Nach Datenklau
Zypries: Datenschutz der Länder unzureichend

Nach dem Daten-Diebstahl bei der Landesbank Berlin hat Bundesjustizministerin Zypries die Datenschutz-Kontrollen durch die Länder kritisiert. Der SPD-Innenpolitiker Wiefelspütz forderte eine „schlagkräftige Datenschutzpolizei“.

HB BERLIN. Bundesjustizministerin Brigitte Zypries, sagte der "Berliner Zeitung", die Bundesländer müssten ihre Datenschutzbehörden besser ausstatten. Zudem müsse die Kompetenz der Datenschützer ausgeweitet werden. „Sie sollten das Recht bekommen, die Berichtigung, Löschung oder Sperrung von Daten anordnen und rechtswidrige Datenverarbeitung untersagen zu können“, sagte Zypries.

Der „Frankfurter Rundschau“ waren am Wochenende anonym Daten über Kontobewegungen von Zehntausenden Kreditkarten-Inhabern zugespielt worden. Die auf mehreren hundert Folien gespeicherten Daten enthalten nach Darstellung der Zeitung Vor- und Nachname der Kunden, Adresse, Kreditkartennummer, Kontonummer und jede einzelne Bezahl-Aktion mit dem dazugehörigen Betrag. Betroffen seien Kreditkarten der Landesbank Berlin sowie Karten, die die Bank über den ADAC und dem Internethändler Amazon ausgestellt habe. Zudem habe der per Post eingegangene Pappkarton offene Umschläge mit Geheimnummern (PIN) enthalten. Die LBB erklärte, in der Datensendung seien keine Geheimnummern gewesen, mit denen der Zugriff auf Kundenkonten möglich sei. Nach Angaben der Bank war die Datensendung auf dem Weg von einer Firma, die die Daten verarbeitet, zur LBB gestohlen worden.

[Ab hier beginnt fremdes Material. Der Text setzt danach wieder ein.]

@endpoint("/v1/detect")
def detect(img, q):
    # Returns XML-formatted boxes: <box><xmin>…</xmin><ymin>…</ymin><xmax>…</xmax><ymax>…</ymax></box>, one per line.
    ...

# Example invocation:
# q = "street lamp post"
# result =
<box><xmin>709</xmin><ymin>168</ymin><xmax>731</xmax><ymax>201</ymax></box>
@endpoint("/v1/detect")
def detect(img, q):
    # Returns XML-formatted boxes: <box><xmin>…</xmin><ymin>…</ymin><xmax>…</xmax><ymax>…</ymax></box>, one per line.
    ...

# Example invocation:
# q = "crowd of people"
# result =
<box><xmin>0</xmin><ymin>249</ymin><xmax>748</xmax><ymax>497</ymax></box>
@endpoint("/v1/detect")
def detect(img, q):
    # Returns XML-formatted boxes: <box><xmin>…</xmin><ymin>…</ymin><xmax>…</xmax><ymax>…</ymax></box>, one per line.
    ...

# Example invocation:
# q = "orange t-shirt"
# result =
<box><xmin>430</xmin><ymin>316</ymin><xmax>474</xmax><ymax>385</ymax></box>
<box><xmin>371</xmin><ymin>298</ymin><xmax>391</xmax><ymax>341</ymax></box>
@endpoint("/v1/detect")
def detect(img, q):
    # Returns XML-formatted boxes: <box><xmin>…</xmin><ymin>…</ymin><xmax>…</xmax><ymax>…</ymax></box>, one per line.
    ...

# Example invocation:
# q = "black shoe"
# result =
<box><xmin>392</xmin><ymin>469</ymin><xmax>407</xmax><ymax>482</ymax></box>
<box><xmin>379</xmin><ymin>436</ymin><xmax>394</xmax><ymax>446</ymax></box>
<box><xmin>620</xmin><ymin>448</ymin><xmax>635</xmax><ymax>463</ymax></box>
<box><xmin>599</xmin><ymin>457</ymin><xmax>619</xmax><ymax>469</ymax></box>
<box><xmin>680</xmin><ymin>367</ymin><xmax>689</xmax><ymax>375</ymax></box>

SPD-Innenpolitiker Dieter Wiefelspütz fordert nach der jüngsten Serie von Datendiebstählen ebenfalls mehr Anstrengungen zum Datenschutz. „Wir brauchen eine schlagkräftige Datenschutzpolizei“, sagte er der in Hannover erscheinenden „Neuen Presse“. „Der Umgang mit Daten in Privatfirmen muss viel stärker kontrolliert werden als bisher. Dazu benötigen die staatlichen Datenschutzbeauftragten mehr Personal und eine bessere finanzielle Ausstattung.“

Wiefelspütz nannte den Datendiebstahl einen ungeheuerlichen Vorgang. Er sei fest davon überzeugt, dass dieser Skandal nur die Spitze des Eisbergs sei, meinte der innenpolitische Sprecher der SPD- Bundestagsfraktion. Der SPD-Innenpolitiker Sebastian Edathy zeigte sich in der „Thüringer Allgemeinen“ (Montag) aus Erfurt irritiert, dass eine Bank heute noch Kundendaten per Kurier durch die Gegend schickt - und dies auch unverschlüsselt. „Das ist meiner Meinung nach nicht zu vereinbaren mit einer hinreichenden Sorgfaltspflicht."